The free public forum at Bangor’s City Hall drew about 80 participants and presenters from around the state, including several parents of lead-poisoned children. Also present were public health officials, community service providers, legislators, nursing students, educators, landlords, tenants, attorneys and others. About 30 pre-kindergarten youngsters attended briefly as well, before parading down to the Maine Discovery Museum for a morning of activities.
Besides the pricey problem of funding lead cleanup in Maine homes, Thornfelt said the state’s official Childhood Lead Poisoning Prevention Project has some “holes” in it – holes that allow too many children to go untested, too many landlords to rent their contaminated properties to young families and too many parents to expose their children to the dangerous toxin unwittingly.
A case in point, young mother Denise Wilson described how her two children were lead poisoned after she moved back to Maine from the West Coast, despite her basic awareness of the problem and a series of encounters that failed to set off her maternal alarms.
“It was my dream to move home, buy a big old house and fix it up and raise my kids here,” she said. When she shared that dream with her California midwife, the health practitioner failed to alert her to the danger of lead paint.
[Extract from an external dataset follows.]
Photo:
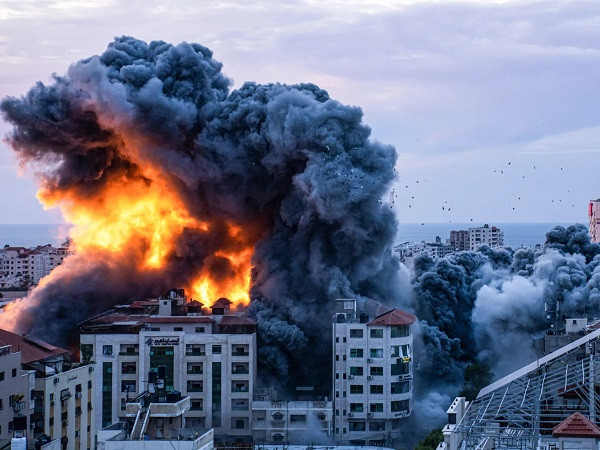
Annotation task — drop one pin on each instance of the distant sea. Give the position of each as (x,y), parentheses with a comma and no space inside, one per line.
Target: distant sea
(515,234)
(30,235)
When she and her husband purchased the “perfect” house they found in Bangor, they signed a statement acknowledging the possibility there was lead paint, but the realtor glossed over the fine-print clause. When she purchased renovation supplies, including sandpaper, paints and solvents, no one at the hardware store asked if she was observing lead-safe precautions. And none of the several professional contractors who came to work on the house took seriously her casual queries about the danger of exposing her children to lead dust.
“They all reassured me, and I wanted to believe them” she said. “I wanted to be reassured.” As it turned out, her house was “totally infested” with lead. Her children were heavily exposed and may suffer lifelong consequences ranging from behavioral problems and learning disabilities to retardation and a range of medical problems. Wilson emphasized that a primary goal of the drive to end lead paint poisoning should be to step up education and awareness among the general population, as well as assisting with the costs of minimizing exposure.
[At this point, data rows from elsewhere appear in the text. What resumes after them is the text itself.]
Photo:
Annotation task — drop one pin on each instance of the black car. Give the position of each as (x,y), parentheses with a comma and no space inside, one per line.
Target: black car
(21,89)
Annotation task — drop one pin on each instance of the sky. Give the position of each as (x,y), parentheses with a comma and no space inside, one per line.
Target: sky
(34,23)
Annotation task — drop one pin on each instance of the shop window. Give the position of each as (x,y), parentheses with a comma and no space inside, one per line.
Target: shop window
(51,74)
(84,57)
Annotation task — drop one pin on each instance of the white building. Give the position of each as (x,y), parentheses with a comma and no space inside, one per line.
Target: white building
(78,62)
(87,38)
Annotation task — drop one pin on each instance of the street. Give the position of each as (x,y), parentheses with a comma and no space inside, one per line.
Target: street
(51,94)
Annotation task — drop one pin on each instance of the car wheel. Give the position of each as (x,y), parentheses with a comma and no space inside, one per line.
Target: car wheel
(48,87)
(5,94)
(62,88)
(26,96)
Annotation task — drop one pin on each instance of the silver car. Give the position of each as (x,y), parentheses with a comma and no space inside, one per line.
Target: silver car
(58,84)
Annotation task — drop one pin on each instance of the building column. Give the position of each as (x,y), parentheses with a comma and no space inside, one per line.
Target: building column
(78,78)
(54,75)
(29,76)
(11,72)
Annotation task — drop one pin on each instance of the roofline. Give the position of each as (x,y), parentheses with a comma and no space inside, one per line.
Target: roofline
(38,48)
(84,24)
Gov. John Baldacci, who opened the meeting, pledged his support to creating a “stable, independent funding base” to help pay for the variety of interventions needed to effectively combat lead paint poisoning. Specifically, Baldacci said he would work with advocates to present to state lawmakers during the upcoming legislative session a bond package containing funds earmarked for lead paint abatement. A similar bond package was voted down during the last session, the governor noted.
Maine lost out earlier this month on the third-time renewal of a federal grant from the Department of Housing and Urban Development, money that since 1998 has been used to fund the expensive and hazardous process of making Maine homes safe for children. Roger Bondeson, who administers the lead abatement program for the Maine State Housing Authority, said at Tuesday’s event that almost $6 million in state and federal funds has been spent since 1998 to eliminate or minimize lead contamination in Maine homes.
Bondeson said there is growing competition among states and municipalities for the HUD funding as awareness of the severity of the issue grows. As Maine’s housing stock, the 13th oldest in the country, deteriorates ever more rapidly, he said, “the stakes have never been higher.”
The Coalition for Environmentally Safe Communities, a national environmental health advocacy organization, has been awarded $1 million in HUD funding, according to executive director Janet Phoenix. The organization will use the money to establish a number of community-level funds to support lead poisoning issues, she said.